Ce livre de rencontres et de conversations réunit une douzaine de textes. Ils traversent le temps de l’auteur. Depuis l’âge de 14 ans (en 1955) où le futur poète entend « les mots dans la voix de Pierre Reverdy», jusqu’en 2016, où il se rend à Genève pour réaliser un des derniers entretiens de Jean Starobinski.
L’ensemble répond à une “intuition” de Butor qui espérait que chaque jour n’était là que pour qu’un livre se fasse. Et Les journées en Arlequin sont là comme remède à la nostalgie et au burn-out.

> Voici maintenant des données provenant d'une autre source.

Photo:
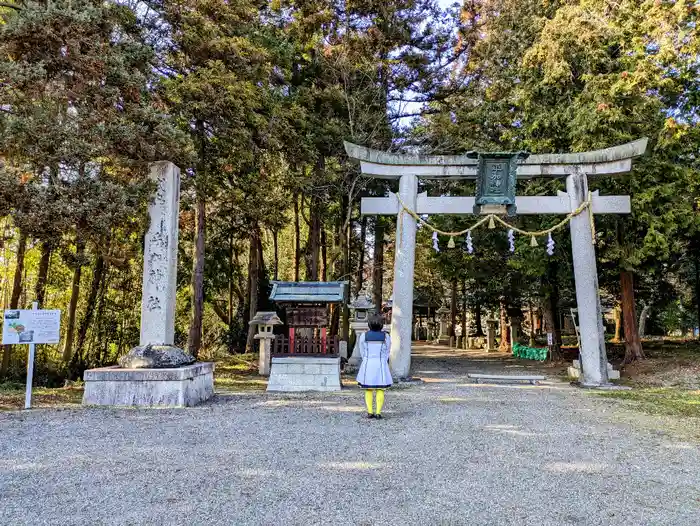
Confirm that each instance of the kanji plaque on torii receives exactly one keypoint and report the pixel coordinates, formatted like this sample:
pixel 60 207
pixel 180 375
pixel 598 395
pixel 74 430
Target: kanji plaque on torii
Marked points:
pixel 495 181
pixel 576 167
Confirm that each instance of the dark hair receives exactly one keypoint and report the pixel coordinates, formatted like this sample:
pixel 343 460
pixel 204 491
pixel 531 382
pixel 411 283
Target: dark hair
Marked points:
pixel 376 322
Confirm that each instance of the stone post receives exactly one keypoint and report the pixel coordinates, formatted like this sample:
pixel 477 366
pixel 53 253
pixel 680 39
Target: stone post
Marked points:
pixel 160 258
pixel 265 353
pixel 491 336
pixel 593 353
pixel 404 263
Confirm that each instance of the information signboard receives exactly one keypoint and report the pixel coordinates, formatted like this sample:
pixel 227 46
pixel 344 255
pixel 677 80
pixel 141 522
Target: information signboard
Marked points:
pixel 31 326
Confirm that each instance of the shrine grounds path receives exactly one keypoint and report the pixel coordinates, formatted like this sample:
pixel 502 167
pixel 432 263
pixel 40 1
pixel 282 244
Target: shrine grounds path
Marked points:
pixel 448 453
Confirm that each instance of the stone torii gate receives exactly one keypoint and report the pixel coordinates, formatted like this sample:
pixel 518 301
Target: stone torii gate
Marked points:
pixel 576 167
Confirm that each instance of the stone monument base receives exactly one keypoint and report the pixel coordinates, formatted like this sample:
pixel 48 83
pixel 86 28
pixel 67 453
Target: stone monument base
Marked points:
pixel 304 373
pixel 178 387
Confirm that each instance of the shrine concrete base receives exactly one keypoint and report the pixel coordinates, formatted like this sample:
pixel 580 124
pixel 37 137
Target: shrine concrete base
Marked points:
pixel 304 373
pixel 181 387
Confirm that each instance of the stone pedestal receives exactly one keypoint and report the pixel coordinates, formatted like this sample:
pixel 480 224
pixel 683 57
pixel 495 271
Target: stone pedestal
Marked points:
pixel 265 353
pixel 304 373
pixel 182 387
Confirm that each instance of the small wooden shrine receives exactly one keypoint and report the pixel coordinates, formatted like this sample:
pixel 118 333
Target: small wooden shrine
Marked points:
pixel 305 310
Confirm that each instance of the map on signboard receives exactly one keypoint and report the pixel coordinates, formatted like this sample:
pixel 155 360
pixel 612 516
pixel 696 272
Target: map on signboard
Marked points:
pixel 31 326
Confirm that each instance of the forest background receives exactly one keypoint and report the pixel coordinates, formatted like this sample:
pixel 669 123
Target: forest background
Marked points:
pixel 253 100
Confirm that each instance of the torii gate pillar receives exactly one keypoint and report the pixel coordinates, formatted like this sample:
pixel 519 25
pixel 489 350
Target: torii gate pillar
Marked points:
pixel 404 264
pixel 592 349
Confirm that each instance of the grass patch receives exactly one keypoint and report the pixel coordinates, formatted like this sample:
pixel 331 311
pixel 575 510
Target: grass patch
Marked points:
pixel 661 401
pixel 12 396
pixel 238 373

Les textes permettent de retrouver non seulement Reverdy et Starobinski mais aussi Anne-Marie Albiach dont la voix, même dans ses livres, est faite de « mots [ qui] sont des aigus avec le timbre déchiré dans l’oreille. ». S’y retrouve aussi un entretien de 1965 avec Paul Celan.

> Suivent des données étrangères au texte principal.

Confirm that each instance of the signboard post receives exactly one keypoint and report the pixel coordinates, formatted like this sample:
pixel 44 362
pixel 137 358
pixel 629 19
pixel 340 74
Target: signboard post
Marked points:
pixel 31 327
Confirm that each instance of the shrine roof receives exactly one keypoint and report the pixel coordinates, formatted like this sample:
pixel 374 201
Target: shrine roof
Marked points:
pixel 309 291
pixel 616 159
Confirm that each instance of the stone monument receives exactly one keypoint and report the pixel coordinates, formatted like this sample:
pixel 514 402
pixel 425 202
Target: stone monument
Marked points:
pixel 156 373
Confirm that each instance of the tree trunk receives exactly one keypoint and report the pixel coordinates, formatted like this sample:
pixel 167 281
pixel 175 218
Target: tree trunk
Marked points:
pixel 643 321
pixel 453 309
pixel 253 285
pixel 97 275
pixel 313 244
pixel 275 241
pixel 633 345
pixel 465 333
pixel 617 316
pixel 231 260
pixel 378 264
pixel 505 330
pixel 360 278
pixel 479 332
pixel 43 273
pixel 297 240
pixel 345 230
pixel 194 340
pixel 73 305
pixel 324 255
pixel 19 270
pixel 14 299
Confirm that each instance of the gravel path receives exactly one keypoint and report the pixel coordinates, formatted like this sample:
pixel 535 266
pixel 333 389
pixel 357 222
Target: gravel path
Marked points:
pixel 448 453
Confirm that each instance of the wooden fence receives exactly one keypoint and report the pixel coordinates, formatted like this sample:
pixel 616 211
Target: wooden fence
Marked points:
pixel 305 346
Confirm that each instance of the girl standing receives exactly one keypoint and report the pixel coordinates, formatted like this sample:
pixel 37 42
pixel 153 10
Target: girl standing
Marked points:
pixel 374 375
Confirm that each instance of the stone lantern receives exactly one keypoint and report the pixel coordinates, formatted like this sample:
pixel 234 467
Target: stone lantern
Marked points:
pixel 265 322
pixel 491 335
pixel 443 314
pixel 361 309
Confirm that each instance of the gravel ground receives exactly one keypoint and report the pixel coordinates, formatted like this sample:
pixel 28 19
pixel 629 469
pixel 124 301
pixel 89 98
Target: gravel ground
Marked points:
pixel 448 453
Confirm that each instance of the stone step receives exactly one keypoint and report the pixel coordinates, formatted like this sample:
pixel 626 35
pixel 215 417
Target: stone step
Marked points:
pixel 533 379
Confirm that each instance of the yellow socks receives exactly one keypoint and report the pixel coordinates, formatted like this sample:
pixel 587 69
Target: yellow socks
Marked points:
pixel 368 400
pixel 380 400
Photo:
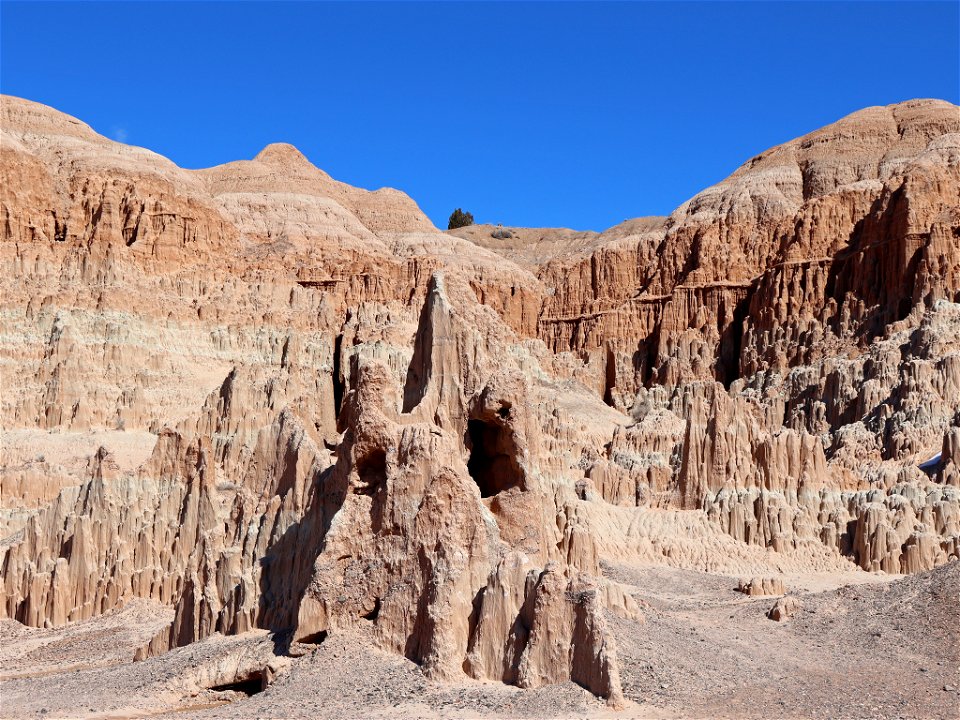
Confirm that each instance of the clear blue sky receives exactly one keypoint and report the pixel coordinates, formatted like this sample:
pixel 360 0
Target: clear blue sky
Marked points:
pixel 567 114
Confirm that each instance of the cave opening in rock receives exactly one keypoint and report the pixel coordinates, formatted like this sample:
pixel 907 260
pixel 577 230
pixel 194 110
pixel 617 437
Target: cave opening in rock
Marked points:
pixel 337 375
pixel 316 638
pixel 493 457
pixel 372 469
pixel 374 613
pixel 249 685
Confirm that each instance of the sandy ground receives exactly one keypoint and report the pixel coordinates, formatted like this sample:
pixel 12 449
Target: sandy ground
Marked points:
pixel 881 648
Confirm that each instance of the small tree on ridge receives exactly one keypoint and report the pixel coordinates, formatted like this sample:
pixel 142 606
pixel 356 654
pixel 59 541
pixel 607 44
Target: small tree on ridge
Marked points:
pixel 459 218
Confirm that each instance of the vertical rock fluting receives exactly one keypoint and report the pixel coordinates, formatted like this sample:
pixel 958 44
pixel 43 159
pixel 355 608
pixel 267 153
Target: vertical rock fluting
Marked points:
pixel 349 418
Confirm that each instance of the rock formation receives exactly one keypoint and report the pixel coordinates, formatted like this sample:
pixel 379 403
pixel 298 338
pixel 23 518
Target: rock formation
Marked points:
pixel 269 400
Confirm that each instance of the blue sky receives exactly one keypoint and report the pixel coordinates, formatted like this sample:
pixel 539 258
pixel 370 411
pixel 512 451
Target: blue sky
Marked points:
pixel 545 114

Daive ressent l’urgence et l’abstraction qui animent le poète comme il les éprouve avec Nicolas de Staël : “autre frère de cœur, autre frère de pensée, après Ossip Mandelstam, après Franz Kafka”.
Nous sommes ici dans un art de la rencontre. Charles Racine est saisit soudain par la peur du vide lors de sa ballade dans Paris avec son interviewer. Mais Jean Daive ne se contente pas de faire parler ses interlocuteurs, il les entoure de références parfois surprenantes.
Et ce, jusque dans son dernier texte de compagnie du “laveur de coeur de Rimbaud” : le peintre autrichien Joerg Irtner à qui Paul Celan a offert un exemplaire de Décimale blanche le premier livre de poésie de Jean Daive.
Pour l’auteur, Irtner est un maître qui fut plongé dans “une Cène moderne, vécue et déportée dans une attention (une prière) silencieuse.” Et l”autrichien reconnut en Daive le poète de la profondeur, de la complexité.
Il est donc normal que ce texte termine ce livre d’amitié et de grâce.
jean-paul gavard-perret
Jean Daive, Les journées en Arlequin, éditions nous, 2020, 160 p. — 20,00 €.